Africa-Press – Gabon. Depuis le lundi 22 décembre, le ministère de l’Éducation nationale est le siège d’une contestation qui ne faiblit pas. Les sortants des grandes écoles (ENI, ENSET, ENS) de la promotion 2024-2025, las d’être baladés entre les administrations, exigent leur intégration et leur mise en solde immédiate. Ils déplorent être traités comme des mendiants et en ont marre.
Ils sont une centaine, diplômes en main et détermination au cœur, à faire la navette entre le ministère de l’Éducation nationale et celui de la Fonction publique. Ce mardi encore, les enseignants sortant de l’ENI, l’ENS et l’ENSET, étaient au ministère de l’Éducation nationale. Pour ces professionnels formés par l’État, le constat est amer: deux ans pour certains et un an pour d’autres, après leur sortie d’école, le terrain leur est interdit, et leurs poches restent vides.
«L’administration a été claire: sans mise en solde, pas de terrain. Ils ne veulent plus payer de rappels, donc tant que nous ne sommes pas recrutés, nous restons à la maison», explique avec amertume Brant Boungendza, sortant de l’ENSET et porte-parole de circonstance des sortants. Une situation paradoxale alors que les établissements scolaires du pays réclament désespérément des enseignants.
Le «jeu de ping-pong» entre la DCRH et la Fonction publique
Le cœur du problème réside dans le traitement des dossiers. Si l’ex-ministre de l’Éducation nationale, Camelia Ntoutoume Leclerc, avait instruit la Direction centrale des Ressources Humaines (DCRH) d’acheminer les dossiers, le suivi semble s’être perdu dans les méandres bureaucratiques.
Selon les témoignages recueillis sur place, à la Fonction publique: les dossiers y sont depuis trois mois, mais les fameuses «fiches bleues» encore appelées fiches de renseignement tardent à être délivrées. Les manifestants dénoncent un manque de transparence, voire une «manipulation». Alors que le DCRH affirme que les dossiers sont en cours et que les numéros matricules sont imminents, les vérifications sur le terrain contredisent ces annonces. «Le DCRH n’a certainement pas déposé nos dossiers à la fonction publique, alors que ce dossier avait été constitué après le concours et il ne manquait que le certificat de capacité à l’enseignement primaire pour pouvoir compléter le dossier, donc le dossier devait être en traitement. On ne sait pas pourquoi nos dossiers sont encore ici», a témoigné un sortant de l’ENIL réclamant l’anonymat.

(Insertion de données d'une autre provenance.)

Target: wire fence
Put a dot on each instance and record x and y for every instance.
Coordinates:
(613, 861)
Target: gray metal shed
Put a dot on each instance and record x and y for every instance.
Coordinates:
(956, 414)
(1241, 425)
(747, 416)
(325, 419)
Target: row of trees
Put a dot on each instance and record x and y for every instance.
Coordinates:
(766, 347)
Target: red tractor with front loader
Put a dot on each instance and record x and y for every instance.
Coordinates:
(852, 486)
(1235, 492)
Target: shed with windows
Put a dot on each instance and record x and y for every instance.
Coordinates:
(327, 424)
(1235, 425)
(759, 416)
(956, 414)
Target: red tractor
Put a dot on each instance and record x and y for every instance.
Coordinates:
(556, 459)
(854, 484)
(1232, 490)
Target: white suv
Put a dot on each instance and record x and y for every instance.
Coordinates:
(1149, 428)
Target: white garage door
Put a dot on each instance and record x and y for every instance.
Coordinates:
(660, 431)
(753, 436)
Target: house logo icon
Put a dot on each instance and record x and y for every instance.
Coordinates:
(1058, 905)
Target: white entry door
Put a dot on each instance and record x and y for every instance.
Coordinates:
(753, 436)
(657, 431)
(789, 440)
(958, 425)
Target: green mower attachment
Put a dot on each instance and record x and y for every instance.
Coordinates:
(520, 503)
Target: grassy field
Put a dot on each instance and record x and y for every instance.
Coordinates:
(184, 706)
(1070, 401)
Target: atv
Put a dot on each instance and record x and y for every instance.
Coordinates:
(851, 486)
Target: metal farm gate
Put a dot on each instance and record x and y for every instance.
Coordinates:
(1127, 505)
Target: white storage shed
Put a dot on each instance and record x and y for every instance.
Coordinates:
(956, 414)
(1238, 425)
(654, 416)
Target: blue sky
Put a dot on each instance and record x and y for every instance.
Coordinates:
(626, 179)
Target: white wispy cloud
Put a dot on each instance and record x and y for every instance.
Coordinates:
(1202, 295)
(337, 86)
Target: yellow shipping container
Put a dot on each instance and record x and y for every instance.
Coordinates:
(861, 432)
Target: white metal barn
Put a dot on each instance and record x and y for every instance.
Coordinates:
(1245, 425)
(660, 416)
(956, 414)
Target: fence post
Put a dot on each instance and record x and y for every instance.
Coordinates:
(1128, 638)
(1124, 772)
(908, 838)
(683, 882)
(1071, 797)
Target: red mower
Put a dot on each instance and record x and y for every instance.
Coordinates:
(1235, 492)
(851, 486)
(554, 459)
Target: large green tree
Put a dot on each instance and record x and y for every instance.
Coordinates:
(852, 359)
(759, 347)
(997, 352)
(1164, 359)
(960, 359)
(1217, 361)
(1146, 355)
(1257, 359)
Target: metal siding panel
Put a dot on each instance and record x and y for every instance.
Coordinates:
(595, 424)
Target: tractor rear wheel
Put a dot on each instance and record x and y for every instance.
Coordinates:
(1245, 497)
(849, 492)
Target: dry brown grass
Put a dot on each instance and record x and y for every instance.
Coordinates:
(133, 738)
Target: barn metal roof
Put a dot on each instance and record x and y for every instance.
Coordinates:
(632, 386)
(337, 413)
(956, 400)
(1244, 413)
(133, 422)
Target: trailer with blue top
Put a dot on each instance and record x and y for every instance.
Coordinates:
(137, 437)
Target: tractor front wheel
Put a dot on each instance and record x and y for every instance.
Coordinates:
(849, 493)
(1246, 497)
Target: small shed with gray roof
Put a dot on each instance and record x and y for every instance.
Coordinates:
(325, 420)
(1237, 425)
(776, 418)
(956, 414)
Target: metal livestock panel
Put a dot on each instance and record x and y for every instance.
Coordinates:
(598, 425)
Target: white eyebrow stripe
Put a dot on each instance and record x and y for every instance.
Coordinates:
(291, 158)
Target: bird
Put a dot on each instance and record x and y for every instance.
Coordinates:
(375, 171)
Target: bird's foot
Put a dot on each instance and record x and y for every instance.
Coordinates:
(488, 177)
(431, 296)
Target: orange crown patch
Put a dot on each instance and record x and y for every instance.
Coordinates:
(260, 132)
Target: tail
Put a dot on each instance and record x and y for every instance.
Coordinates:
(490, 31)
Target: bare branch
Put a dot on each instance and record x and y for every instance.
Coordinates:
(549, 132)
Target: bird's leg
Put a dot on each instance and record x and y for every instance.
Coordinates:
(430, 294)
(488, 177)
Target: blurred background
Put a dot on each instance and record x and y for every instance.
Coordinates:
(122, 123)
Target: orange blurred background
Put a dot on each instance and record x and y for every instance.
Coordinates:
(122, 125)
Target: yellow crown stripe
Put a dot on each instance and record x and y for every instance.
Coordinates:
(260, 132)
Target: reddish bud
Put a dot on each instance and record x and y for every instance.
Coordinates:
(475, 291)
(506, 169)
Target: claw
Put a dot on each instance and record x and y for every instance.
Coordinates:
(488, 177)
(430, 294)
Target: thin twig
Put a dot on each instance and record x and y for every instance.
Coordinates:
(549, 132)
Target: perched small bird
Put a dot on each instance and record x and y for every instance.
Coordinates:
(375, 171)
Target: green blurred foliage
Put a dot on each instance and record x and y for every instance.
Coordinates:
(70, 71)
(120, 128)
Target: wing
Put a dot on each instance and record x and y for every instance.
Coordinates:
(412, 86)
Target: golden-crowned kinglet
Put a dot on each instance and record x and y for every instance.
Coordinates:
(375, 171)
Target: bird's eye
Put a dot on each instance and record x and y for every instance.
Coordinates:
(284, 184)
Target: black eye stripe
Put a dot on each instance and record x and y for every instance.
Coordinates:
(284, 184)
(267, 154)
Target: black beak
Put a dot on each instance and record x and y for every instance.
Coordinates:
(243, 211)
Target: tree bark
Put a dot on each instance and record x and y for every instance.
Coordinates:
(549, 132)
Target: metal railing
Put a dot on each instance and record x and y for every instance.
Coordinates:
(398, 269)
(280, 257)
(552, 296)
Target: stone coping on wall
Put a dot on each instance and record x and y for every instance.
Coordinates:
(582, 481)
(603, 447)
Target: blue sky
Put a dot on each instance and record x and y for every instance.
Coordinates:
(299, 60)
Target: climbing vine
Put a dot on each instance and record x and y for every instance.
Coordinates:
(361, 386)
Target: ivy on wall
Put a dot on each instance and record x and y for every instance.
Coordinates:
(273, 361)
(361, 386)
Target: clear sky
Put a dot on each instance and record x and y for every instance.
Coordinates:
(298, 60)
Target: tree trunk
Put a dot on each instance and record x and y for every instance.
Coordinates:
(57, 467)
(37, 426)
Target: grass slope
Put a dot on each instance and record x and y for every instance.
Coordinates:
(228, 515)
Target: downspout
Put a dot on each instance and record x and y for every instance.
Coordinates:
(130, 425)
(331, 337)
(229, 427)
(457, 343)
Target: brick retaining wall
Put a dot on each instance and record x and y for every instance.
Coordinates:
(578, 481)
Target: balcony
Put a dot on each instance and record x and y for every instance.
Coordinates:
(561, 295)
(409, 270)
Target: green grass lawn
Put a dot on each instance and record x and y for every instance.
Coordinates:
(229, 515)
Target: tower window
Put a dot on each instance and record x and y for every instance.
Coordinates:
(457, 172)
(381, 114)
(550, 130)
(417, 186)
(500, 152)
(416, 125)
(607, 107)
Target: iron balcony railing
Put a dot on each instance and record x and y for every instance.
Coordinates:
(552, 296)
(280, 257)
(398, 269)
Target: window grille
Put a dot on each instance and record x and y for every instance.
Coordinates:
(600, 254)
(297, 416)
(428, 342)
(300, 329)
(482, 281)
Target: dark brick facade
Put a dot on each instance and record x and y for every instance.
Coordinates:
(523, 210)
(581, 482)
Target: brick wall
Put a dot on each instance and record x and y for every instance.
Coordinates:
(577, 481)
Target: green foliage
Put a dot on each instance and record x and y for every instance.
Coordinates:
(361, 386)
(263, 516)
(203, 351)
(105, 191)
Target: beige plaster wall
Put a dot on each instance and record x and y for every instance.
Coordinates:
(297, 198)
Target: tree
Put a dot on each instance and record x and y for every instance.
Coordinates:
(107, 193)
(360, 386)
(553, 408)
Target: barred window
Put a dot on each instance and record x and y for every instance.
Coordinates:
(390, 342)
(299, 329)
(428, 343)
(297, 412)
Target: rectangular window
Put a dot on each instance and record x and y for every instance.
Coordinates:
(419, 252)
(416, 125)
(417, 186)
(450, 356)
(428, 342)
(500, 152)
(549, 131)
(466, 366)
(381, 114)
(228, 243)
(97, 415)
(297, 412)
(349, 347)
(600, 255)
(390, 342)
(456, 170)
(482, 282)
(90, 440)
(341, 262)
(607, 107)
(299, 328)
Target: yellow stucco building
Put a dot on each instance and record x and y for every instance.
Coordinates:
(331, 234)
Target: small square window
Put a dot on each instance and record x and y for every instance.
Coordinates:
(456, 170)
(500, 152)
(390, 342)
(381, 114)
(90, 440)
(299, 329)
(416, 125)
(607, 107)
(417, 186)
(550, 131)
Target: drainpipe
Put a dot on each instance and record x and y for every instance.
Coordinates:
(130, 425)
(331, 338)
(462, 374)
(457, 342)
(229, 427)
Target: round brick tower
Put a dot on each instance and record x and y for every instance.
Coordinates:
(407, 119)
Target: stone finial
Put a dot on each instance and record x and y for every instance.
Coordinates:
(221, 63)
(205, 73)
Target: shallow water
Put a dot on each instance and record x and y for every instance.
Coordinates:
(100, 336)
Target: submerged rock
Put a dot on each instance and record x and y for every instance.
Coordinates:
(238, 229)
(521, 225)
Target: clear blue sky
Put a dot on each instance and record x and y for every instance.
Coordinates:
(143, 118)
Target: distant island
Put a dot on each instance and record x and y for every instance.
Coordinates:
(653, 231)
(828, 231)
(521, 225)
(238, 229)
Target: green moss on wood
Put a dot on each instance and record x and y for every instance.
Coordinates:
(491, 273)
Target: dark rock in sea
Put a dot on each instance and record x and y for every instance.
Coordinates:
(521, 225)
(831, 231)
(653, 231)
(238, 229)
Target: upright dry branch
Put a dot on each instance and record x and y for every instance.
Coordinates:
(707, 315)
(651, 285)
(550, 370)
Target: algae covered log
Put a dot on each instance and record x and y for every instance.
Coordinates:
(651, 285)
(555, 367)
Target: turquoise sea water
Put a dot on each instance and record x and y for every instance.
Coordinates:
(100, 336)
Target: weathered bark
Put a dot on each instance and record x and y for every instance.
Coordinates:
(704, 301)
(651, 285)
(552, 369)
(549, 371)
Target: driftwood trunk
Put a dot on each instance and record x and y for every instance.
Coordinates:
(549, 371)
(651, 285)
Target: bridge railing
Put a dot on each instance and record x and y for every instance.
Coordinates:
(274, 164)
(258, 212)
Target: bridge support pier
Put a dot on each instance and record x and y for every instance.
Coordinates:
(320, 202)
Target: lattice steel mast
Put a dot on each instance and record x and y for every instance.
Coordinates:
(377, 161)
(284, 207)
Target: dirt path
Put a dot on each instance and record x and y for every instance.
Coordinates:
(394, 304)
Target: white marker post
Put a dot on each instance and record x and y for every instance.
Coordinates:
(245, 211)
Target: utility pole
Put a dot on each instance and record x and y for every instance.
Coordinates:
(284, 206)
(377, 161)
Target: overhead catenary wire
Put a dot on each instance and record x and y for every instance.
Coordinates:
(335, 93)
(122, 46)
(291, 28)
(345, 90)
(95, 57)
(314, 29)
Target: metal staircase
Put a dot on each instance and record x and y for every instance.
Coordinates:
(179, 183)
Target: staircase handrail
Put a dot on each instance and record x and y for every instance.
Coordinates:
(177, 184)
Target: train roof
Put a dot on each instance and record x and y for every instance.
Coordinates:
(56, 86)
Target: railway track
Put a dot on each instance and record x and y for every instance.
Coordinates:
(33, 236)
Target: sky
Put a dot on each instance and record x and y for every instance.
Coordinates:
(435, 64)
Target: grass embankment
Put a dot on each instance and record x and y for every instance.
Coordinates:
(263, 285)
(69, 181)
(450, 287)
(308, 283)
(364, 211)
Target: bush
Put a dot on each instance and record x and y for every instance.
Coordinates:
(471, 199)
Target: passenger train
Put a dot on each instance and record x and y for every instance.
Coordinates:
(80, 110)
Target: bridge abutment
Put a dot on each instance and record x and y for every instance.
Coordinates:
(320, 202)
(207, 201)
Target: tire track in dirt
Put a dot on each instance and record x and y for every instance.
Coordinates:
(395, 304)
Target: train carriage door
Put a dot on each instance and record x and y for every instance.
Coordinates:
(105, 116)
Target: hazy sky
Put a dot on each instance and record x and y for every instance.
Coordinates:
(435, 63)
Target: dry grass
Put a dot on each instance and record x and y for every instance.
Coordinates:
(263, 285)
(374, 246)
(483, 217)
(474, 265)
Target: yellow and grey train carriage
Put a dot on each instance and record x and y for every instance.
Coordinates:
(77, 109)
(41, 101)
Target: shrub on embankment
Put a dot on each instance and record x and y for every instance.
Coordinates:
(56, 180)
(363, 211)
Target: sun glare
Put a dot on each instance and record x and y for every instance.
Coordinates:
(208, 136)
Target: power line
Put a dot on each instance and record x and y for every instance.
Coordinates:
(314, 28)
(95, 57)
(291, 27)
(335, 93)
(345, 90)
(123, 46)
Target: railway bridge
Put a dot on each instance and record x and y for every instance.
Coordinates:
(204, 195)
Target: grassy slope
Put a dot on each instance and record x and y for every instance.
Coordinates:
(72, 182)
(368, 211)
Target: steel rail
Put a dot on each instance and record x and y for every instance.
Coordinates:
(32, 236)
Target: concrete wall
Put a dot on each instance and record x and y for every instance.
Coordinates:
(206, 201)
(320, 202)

Une situation de précarité
Au-delà des procédures, c’est l’humiliation ressentie qui porte les manifestants. Les sortants de 2025 qui travaillent depuis quatre mois sans salaire sont aujourd’hui réduits à la précarité. Nombreux parmi eux sont des pères et mères de familles, aujourd’hui réduits à la précarité. Pour eux, le discours de la tutelle est une insulte à leur statut. «On a nos enfants à scolariser, voici les fêtes, comment on fait?», s’interroge-t-il.
«On réduit les enseignants en mendiants. Le DCRH prétend sur tous les médias qu’il veut nous rendre « service ». Quel service? Nous avons été formés dans des écoles d’État, l’État a le devoir de nous recruter. Ce n’est pas du recrutement direct, nous ne demandons pas l’aumône», martèle le porte-parole en poursuivant.
Les revendications: un calendrier précis
Face à ce qu’ils qualifient de «mépris», les sortants de l’ENI, l’ENSET et l’ENS lancent un ultimatum. Ils réclament, en effet, la mise en solde avant la nouvelle année. Ils exigent également de percevoir leurs premiers émoluments au plus tard le 25 janvier 2026. À côté de ces réclamations, ils veulent des affectations immédiates pour mettre fin aux allers-retours inutiles. Le sit-in se poursuit, et les manifestants promettent de rester «debout» tant que la signature finale n’aura pas été apposée sur leurs documents d’intégration.
Alors que le système éducatif gabonais souffre d’un manque criant de personnel dans les salles de classe, voir des promotions entières d’enseignants formés rester sur le carreau apparaît comme une aberration pour les manifestants. Les sortants exigent désormais une affectation avec effet immédiat. Ils préviennent que ce mouvement n’est qu’un avertissement. Si aucune décision concrète n’est prise dans les plus brefs délais, ils comptent durcir le ton pour obtenir gain de cause.